One of Donaldson’s notable activities was his involvement along with two other men in an alleged Sinn Fein spy ring at Stormont.  He was subsequently charged only for prosecutors to drop the charges “in the public interest.”  In such cases “the public interest” is anything but the public interest and is invariably in the state’s interest.

In the south of Ireland an inquest into his death has been delayed 20 times at the request of the Garda Síochána due to concern that a detailed journal found in Donaldson’s cottage contains information about the organisation of the republican movement and about his activity as informer and the activity of the state forces.  It’s doubtful either Sinn Fein or the British State want the contents revealed.

So we have an ex-soldier selling a book making one claim and Adams making the opposite claim.  The ex-soldier also claims that he was previously going to seek to join the IRA before then joining the British Army.  He regards himself as a republican and supports Sinn Fein today, indeed he claims he did so even when serving for the British Army in Ireland!  One can hardly think of anything more bizarre! Indeed it’s hard to think of anything less credible, except for Gerry Adams’ claim that he was never in the IRA.  So on purely a priori grounds of credibility the ex-Brit appears to come out on top.  Does it matter?

In so far as it impinges on Adams it simply reminds one of his lack of principle, unwilling and incapable of defending what was the primary dogma of republicanism – driving the British out of Ireland by armed force. After this was surrendered nothing remained sacred.  Following this betrayal there has no repentance of Gerry who has denied his movement more than three times.  Any further promises – to oppose austerity etc – are open to charges of relying on the same level of credulity necessary to accept his claims to non-membership of the IRA.

In so far as the headlines recall the murky intrigue of the ‘dirty war’ it reminds everyone who lived through it of just how dirty it was.  It was well enough known that loyalist murder survived upon the tolerance and sponsorship of the British state.  What has become clearer since the ‘end’ of the various armed ‘campaigns’ is the degree of this sponsorship.  But even more revelatory has been evidence of British penetration of the republican movement and the betrayal of genuine republican activists by agents of the British State inside the movement.

What all this history has demonstrated is that the conspiracy of the state cannot be overcome by any revolutionary conspiracy.  Irish republicanism is pathologically disposed to such conspiracy and has failed again and again.
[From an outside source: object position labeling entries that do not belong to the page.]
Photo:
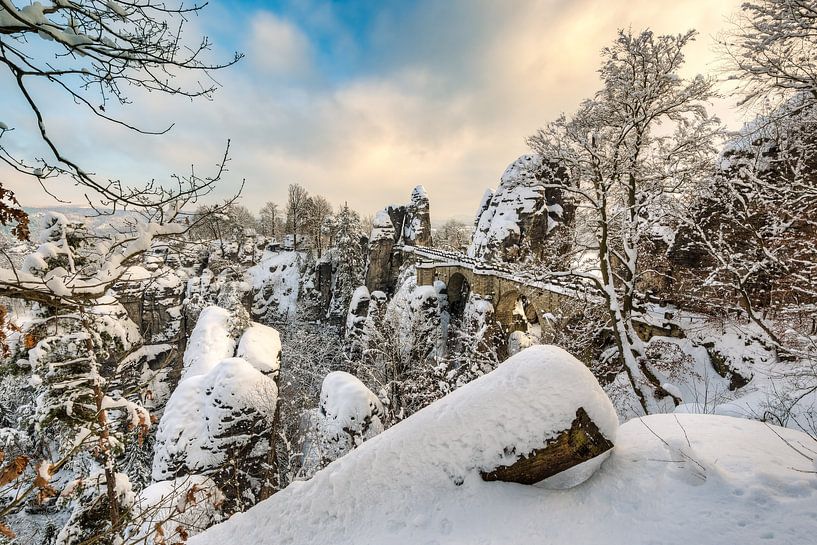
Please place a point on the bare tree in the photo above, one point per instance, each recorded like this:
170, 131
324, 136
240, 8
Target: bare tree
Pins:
297, 203
92, 51
623, 172
318, 211
268, 219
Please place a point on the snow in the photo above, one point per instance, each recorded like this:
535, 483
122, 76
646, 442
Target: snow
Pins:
349, 414
690, 479
188, 503
216, 395
382, 227
406, 484
191, 433
276, 282
347, 402
210, 342
359, 296
518, 193
260, 345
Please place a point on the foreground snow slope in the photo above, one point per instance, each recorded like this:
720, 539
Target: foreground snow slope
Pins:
747, 489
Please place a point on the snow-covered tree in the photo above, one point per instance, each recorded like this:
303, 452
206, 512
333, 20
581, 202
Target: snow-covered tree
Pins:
771, 50
644, 137
453, 235
270, 221
297, 207
349, 261
317, 211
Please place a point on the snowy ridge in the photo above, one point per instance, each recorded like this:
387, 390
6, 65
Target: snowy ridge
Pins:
430, 459
690, 479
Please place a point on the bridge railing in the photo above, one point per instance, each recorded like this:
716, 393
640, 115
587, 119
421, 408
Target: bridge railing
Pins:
502, 270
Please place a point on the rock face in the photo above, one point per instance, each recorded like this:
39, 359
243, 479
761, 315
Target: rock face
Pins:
393, 228
514, 222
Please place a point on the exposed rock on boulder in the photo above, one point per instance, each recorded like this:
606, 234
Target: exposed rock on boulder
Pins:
514, 222
348, 415
219, 420
580, 443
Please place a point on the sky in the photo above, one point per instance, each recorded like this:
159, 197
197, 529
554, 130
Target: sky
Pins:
362, 100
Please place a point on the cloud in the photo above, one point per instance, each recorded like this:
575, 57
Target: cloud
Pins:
434, 93
278, 48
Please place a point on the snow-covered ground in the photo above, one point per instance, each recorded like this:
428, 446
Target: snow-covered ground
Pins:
685, 479
671, 479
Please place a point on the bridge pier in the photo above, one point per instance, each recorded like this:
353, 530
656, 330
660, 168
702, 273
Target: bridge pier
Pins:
425, 274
As I near the end of reading a recent biography called ‘Karl Marx – a Nineteenth Century Life’, one consistent feature of Marx’s political activity recorded in the book was his opposition to conspiracy as the means of working class organisation.  The political activity that won Marx to socialism and which he in turn fought for again and again was the open organisation of the mass of workers, in struggle for their own objectives based on their own class interests.  It was Marx’s view that these interests are ultimately revolutionary and either the workers became conscious of them, became revolutionary, or they “were nothing.”  Freedom cannot be made behind the backs of workers.  A class cannot come to control society without being aware of its control.

A movement that perennially fails to recognise such basic truths signifies one of two things.  It is incapable of learning or its goals are essentially not about the freedom of the working class.  In both cases conspiracy becomes a favoured means of organisation since, like Gresham’s law, bad organisation drives out good.

Add to this a militaristic outlook and all the horrors of the dirty war are almost inevitable.  It is however not inevitable that sincere working class people end up in such demoralised circumstances that death is almost invited.